For the purpose of determining the gross profit, the cost of stocks, bonds, etc., shall be deducted from the amount realized on sale, exchange, redemption or maturation.
The amount realized shall consist of the gross receipts therefrom less any brokerage fees or commissions paid on the transfer.
The costs shall consist of the purchase price of the property plus any brokerage fees or commissions paid on acquisition.
Sale by issuing corporations. The proceeds derived by a corporation from the original sale of capital stock do not constitute gross receipts, within the meaning of the Business Privilege Tax Ordinance. However, profits realized from the sale of a corporation's own stock, after issuance and repurchase by the corporation, must be included in the measure of the tax.
Retirement of bonds. When a corporation purchases its own bonds for retirement at a price less than the issuing price or less than face value, the difference between the purchase price and the issuing price or face value must be included in the tax base. Conversely, if a corporation issues bonds at their face value and purchases for retirement any of such bonds at a price in excess of the issuing price of face value, the difference between the issuing price and the purchase price may be deducted, but only to the extent of the profits realized on other securities transactions.

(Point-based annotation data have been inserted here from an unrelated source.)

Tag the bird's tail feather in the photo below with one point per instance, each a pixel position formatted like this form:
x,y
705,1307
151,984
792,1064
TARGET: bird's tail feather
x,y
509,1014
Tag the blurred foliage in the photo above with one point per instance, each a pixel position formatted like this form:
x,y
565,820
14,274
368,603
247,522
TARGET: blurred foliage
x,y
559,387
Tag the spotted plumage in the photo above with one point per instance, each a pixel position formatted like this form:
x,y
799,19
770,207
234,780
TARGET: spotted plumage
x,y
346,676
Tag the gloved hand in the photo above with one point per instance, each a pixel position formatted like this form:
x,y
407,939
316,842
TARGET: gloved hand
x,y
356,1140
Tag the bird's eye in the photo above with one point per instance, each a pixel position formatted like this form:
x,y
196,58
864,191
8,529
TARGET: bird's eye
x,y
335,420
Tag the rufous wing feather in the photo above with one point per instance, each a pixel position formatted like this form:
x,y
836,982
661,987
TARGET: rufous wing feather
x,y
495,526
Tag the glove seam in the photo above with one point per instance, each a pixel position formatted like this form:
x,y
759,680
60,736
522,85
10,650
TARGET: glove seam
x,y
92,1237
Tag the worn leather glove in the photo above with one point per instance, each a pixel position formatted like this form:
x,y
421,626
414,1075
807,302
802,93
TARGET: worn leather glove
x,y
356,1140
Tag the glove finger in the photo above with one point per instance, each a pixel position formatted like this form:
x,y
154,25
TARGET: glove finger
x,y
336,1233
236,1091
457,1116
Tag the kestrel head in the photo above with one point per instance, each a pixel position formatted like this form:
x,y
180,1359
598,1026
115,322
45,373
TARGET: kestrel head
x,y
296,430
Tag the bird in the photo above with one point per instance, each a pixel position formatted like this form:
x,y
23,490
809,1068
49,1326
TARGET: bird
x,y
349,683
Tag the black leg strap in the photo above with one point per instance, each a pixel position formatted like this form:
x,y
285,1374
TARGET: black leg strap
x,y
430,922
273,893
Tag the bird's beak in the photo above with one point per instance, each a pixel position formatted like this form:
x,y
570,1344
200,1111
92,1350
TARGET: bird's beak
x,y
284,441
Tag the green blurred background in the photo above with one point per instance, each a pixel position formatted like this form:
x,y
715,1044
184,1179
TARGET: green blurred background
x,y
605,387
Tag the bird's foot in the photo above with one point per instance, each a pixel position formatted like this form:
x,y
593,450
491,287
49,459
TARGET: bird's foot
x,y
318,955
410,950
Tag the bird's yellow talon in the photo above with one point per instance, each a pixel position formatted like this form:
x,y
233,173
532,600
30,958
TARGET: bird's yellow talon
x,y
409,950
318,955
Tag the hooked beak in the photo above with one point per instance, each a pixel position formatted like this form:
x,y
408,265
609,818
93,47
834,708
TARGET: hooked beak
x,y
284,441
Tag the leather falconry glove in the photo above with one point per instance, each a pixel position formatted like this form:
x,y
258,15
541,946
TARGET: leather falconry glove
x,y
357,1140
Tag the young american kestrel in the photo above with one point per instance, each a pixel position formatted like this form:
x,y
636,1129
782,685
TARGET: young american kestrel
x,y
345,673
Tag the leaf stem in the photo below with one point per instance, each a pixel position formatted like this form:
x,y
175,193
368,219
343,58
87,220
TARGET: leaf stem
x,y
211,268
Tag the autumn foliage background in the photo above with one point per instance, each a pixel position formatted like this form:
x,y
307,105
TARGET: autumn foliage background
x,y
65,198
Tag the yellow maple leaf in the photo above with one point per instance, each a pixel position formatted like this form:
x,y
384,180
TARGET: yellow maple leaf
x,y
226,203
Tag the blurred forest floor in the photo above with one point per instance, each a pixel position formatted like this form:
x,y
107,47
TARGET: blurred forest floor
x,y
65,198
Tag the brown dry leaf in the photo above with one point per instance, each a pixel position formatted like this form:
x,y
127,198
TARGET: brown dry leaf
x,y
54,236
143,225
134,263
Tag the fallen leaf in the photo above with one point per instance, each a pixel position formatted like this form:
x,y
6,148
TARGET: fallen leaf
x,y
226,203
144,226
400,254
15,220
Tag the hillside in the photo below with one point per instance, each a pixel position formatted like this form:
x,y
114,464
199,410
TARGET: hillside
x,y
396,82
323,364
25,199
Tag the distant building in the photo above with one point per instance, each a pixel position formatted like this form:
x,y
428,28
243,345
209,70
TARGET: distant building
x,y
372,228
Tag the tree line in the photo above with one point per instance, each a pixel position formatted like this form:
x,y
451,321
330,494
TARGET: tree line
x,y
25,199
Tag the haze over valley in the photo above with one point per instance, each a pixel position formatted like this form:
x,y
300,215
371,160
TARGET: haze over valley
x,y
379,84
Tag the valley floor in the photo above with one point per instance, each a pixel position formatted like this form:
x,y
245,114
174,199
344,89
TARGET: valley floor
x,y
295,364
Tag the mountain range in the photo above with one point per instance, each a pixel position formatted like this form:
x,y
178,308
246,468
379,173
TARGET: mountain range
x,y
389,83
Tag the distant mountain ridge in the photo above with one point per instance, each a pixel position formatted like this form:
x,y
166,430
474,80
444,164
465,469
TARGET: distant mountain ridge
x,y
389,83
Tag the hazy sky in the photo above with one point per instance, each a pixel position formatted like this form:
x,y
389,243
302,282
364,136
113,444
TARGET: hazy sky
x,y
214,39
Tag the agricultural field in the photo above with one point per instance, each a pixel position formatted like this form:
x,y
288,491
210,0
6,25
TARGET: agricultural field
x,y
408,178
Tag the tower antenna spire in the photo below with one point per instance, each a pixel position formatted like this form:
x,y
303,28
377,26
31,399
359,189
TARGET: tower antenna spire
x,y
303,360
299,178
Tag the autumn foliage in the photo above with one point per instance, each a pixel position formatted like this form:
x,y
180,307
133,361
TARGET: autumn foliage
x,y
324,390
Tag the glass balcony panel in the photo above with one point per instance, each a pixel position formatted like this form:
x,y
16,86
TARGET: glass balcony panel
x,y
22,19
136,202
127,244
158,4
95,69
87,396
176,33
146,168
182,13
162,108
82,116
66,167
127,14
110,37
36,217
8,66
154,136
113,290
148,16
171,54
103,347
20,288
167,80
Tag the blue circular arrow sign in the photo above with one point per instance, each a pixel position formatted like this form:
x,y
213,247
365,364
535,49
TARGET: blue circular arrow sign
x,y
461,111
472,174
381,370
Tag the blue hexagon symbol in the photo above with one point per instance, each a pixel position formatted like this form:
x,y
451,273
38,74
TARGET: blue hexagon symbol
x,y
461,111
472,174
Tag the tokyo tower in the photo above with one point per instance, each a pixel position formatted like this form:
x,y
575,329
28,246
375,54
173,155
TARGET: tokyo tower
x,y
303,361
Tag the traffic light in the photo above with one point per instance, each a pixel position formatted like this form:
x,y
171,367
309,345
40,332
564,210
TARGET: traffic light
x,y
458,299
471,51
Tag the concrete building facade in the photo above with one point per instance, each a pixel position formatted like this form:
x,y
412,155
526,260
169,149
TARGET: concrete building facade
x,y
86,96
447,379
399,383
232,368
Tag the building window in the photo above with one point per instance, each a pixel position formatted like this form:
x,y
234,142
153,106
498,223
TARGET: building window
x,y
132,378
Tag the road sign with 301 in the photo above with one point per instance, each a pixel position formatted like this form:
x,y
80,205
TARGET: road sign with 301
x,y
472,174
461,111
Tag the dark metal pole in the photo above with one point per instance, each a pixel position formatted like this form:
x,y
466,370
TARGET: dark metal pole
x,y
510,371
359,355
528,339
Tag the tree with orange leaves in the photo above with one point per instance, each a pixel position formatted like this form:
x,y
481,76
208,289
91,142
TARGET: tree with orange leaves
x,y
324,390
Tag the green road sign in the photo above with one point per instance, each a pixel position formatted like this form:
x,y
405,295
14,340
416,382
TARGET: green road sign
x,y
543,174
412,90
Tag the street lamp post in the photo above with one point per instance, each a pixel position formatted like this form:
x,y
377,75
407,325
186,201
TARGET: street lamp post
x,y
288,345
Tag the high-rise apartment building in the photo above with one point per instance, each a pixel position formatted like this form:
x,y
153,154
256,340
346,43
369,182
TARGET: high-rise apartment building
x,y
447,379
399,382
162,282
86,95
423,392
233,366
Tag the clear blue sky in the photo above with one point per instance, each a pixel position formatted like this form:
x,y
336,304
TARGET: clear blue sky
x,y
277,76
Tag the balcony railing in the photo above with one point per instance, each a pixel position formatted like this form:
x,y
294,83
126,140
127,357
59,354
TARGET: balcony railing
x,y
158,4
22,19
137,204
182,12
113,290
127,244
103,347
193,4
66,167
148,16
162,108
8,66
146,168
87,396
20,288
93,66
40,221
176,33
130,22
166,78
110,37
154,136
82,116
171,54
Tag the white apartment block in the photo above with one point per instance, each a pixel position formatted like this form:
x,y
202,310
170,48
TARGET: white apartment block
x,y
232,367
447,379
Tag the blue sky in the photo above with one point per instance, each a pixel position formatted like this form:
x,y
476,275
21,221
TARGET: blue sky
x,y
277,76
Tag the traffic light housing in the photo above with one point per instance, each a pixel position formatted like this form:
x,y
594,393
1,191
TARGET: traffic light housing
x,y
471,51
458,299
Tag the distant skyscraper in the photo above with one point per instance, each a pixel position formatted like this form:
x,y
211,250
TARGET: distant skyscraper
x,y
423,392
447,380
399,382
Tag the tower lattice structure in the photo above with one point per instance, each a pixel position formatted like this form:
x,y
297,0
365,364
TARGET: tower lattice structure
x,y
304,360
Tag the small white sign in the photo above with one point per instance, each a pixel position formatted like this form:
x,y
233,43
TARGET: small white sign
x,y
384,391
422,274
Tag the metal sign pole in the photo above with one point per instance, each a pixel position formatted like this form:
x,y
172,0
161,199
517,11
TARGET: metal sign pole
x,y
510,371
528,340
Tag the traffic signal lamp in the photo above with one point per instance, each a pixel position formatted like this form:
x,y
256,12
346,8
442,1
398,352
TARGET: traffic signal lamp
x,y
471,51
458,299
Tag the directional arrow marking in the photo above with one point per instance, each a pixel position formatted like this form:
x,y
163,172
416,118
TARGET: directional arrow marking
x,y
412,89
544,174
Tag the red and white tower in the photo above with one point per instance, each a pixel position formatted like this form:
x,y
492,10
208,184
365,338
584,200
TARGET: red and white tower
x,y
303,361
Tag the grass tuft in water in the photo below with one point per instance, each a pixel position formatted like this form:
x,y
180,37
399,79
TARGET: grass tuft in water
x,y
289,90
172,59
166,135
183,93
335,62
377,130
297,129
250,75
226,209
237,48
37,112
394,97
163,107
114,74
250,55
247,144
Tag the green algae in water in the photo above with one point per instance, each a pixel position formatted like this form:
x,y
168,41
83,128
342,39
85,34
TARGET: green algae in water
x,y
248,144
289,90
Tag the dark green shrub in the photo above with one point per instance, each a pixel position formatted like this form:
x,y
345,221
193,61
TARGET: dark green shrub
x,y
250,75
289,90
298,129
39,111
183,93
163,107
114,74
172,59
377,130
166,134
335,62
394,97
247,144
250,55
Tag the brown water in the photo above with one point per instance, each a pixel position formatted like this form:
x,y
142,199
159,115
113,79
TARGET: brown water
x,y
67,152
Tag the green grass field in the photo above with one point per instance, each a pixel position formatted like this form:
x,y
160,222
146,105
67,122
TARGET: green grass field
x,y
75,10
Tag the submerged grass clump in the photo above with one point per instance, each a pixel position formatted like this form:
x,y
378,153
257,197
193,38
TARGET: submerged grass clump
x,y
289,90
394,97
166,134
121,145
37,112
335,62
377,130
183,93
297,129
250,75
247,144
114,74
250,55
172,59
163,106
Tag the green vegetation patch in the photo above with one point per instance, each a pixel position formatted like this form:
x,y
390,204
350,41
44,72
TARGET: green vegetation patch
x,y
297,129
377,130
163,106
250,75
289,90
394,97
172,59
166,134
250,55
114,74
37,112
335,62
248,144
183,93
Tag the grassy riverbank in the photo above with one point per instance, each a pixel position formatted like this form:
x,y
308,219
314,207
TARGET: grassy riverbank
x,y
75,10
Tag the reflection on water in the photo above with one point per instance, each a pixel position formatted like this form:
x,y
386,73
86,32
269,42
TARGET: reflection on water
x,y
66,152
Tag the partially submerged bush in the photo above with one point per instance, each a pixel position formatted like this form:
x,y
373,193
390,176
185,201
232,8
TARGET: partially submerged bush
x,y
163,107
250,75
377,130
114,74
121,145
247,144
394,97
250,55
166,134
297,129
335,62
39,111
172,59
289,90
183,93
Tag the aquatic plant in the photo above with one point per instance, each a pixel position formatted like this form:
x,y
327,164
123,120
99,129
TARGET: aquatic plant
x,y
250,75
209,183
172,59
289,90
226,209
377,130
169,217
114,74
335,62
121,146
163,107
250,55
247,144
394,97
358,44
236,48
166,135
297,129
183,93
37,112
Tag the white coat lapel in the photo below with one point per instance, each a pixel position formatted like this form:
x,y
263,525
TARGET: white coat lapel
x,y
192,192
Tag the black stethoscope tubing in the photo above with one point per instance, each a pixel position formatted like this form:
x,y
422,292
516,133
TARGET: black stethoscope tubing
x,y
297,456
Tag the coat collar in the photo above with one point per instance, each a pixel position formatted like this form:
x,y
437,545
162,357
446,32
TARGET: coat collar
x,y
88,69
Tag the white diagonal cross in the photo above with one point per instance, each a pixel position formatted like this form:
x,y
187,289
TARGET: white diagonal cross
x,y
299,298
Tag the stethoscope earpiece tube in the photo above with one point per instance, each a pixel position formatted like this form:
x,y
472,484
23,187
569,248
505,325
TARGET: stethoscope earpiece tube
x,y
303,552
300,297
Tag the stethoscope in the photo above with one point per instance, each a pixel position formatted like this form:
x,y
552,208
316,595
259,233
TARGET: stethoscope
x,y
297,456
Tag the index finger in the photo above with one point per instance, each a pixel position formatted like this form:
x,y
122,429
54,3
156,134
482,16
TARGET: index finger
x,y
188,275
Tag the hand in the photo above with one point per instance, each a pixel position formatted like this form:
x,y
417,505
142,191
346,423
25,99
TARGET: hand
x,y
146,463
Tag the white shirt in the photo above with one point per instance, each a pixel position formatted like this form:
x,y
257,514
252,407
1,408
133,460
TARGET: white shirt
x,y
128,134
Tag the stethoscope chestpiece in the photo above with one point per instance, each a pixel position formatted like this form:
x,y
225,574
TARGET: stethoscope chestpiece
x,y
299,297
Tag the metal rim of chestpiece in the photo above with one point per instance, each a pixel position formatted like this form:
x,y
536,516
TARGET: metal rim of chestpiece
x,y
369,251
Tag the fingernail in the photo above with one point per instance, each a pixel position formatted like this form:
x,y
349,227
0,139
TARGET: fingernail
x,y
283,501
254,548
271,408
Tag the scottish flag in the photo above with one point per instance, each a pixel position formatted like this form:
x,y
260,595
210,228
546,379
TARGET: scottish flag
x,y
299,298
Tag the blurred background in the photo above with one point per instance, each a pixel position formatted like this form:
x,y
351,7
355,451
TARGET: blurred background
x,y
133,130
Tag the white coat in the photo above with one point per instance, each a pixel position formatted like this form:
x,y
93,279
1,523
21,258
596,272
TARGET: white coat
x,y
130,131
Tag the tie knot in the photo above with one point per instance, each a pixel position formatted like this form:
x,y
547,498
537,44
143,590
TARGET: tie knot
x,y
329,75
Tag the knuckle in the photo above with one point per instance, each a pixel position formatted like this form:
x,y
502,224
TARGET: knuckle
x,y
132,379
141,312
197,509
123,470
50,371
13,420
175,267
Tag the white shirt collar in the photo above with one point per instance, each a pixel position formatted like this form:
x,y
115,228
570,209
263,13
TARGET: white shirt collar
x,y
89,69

Hedging transactions. Gains or losses realized on hedging transactions are gains or losses from securities transactions within the meaning of this section.
U.S. Government and Pennsylvania Obligations. Profits made on the sale, exchange, redemption or payment at maturity of obligations of the United States or its possessions or any governmental agency created by act of Congress, or of the Commonwealth, any public authority, commission, board or other agency created by the Commonwealth, any political subdivision of the Commonwealth or any public authority created by such political subdivision shall be excluded from the tax base.
SECTION 324. SALE OF CAPITAL ASSETS.
Except as otherwise provided, the gains (not gross proceeds) resulting from the sale of capital assets, such as plant, machinery and equipment, furniture and fixtures, vehicles, etc., are to be included in the tax base if the property is located in Philadelphia at the time of the sale. Losses sustained on such sales may be offset against gains from other sales of capital assets, but may not be offset against gross receipts from other sources. In computing the gains or losses from the sale of a capital asset, the cost of the asset, less allowable depreciation, is deductible from the gross proceeds of the sale.